Due to its remoteness from regular urban development, the territory of the Lychakiv cemetery could expand. In 1804 and 1808, several adjacent plots of land were purchased to increase the territory. The cemetery was not properly looked at at the beginning. However, during the subsequent expansion in 1856, university botanist Karl Bauer was invited to compile it, who, in collaboration with the head of the cemetery, Titus Thurzhevsky, organized the territory, designed alleys and paths and provided the cemetery with a parkland character.

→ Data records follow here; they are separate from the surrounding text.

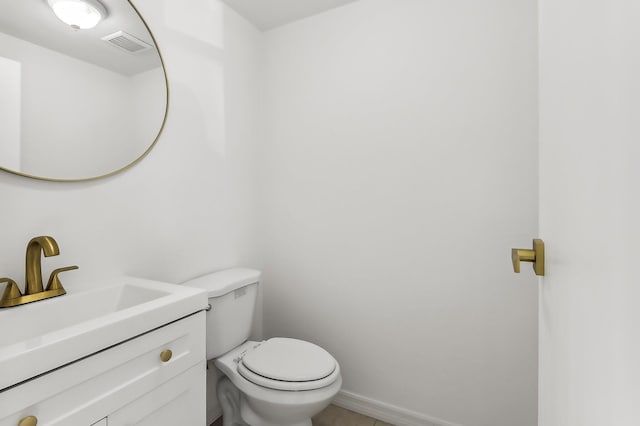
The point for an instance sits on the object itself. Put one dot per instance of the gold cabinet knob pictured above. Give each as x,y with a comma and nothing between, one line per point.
28,421
535,255
166,355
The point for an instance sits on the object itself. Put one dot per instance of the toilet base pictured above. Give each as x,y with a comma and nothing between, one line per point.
236,410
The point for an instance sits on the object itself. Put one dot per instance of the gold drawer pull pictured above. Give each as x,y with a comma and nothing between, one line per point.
28,421
165,356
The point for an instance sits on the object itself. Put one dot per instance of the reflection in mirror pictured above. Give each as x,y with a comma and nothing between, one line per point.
77,104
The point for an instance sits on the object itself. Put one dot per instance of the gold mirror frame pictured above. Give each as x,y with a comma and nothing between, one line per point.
146,152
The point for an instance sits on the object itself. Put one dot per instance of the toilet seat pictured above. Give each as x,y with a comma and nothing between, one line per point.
289,364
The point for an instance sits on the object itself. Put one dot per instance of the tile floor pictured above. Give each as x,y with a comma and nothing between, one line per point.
337,416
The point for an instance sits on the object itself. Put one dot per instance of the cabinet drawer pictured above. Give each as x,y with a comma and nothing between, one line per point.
87,390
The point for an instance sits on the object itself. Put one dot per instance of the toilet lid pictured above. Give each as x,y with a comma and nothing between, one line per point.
290,360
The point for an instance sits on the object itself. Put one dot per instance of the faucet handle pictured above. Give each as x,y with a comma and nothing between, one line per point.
54,282
11,291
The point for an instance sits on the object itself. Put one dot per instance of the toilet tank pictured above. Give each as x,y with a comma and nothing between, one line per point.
232,296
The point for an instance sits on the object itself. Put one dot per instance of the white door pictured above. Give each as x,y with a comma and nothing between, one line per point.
590,212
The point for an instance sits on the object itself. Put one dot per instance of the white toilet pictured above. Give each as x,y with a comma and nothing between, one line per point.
277,382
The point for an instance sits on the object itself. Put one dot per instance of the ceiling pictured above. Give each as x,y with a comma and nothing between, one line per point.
268,14
35,22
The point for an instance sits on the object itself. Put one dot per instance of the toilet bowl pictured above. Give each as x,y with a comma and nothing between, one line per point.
276,382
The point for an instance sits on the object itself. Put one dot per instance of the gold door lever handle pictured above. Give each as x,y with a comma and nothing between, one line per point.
535,255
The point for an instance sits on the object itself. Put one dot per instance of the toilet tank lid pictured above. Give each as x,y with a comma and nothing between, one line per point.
223,282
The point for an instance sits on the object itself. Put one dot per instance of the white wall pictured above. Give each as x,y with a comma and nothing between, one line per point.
173,216
399,168
589,210
10,107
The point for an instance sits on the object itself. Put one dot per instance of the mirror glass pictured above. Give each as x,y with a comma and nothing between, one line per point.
77,104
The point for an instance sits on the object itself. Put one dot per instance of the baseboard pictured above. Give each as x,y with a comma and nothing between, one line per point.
386,412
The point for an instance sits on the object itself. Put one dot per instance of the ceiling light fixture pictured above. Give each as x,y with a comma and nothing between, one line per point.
79,14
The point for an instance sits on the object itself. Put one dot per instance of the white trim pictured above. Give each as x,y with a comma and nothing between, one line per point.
386,412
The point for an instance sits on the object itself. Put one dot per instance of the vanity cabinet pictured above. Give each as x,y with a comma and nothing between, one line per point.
127,384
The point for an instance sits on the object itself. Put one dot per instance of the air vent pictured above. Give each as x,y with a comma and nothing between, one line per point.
127,42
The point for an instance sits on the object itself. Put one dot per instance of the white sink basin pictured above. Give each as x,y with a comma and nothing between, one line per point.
41,336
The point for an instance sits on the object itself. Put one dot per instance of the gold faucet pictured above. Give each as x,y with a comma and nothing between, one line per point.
34,290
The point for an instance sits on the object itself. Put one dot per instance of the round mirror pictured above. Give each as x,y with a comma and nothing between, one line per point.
77,103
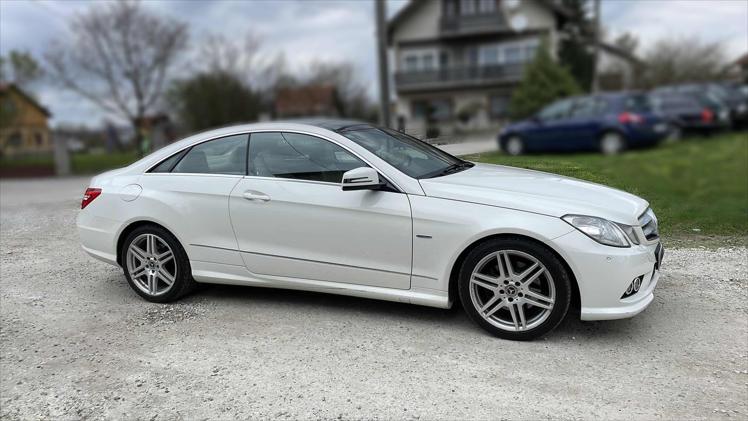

Today the Lychakiv Cemetery is one of the most famous necropolises in Europe. On July 10, 1990, by resolution of the Lviv City Council, the territory of the Lychakiv cemetery became a historical and cultural reserve of local significance. In 1991, the military cemetery Hill of Glory was included in its structure.

Lychakiv Cemetery is the burial place of many prominent personalities.

In the north-eastern part of the cemetery, on field No. 45, the deputy chairman of the Ukrainian Central Rada, professor of the Lviv Polytechnic Nikolai Shrag is buried, on field No. 64 - the grave of the USS and UGA Hornets, historian, writer Elena Stepanovna; Church historians Fr. are buried nearby. Aurelian Andrukhovich, Fr. R.Lukan and Fr. T. Kostruba. In field No. 82, the only grave preserved from burials in the destroyed military cemetery of the Austro-Hungarian army. Vladimir Grebenyak, an archaeologist, anthropologist, and active member of the NOS, is buried there. In the northwestern part of the cemetery, on field No. 59, the biochemist Stepan Grzhitsky, the mathematician Miron Zaritsky, the artist Alexey Novakovsky, the ethnographer Vladimir Shukhevych are buried, on the field No. 60a - the writer Vasily Lukich (Levitsky) and the director of the academic gymnasium Ilya Kokorudza. The artist Stefania Gebus-Baranetskaya is buried nearby on field No. 61.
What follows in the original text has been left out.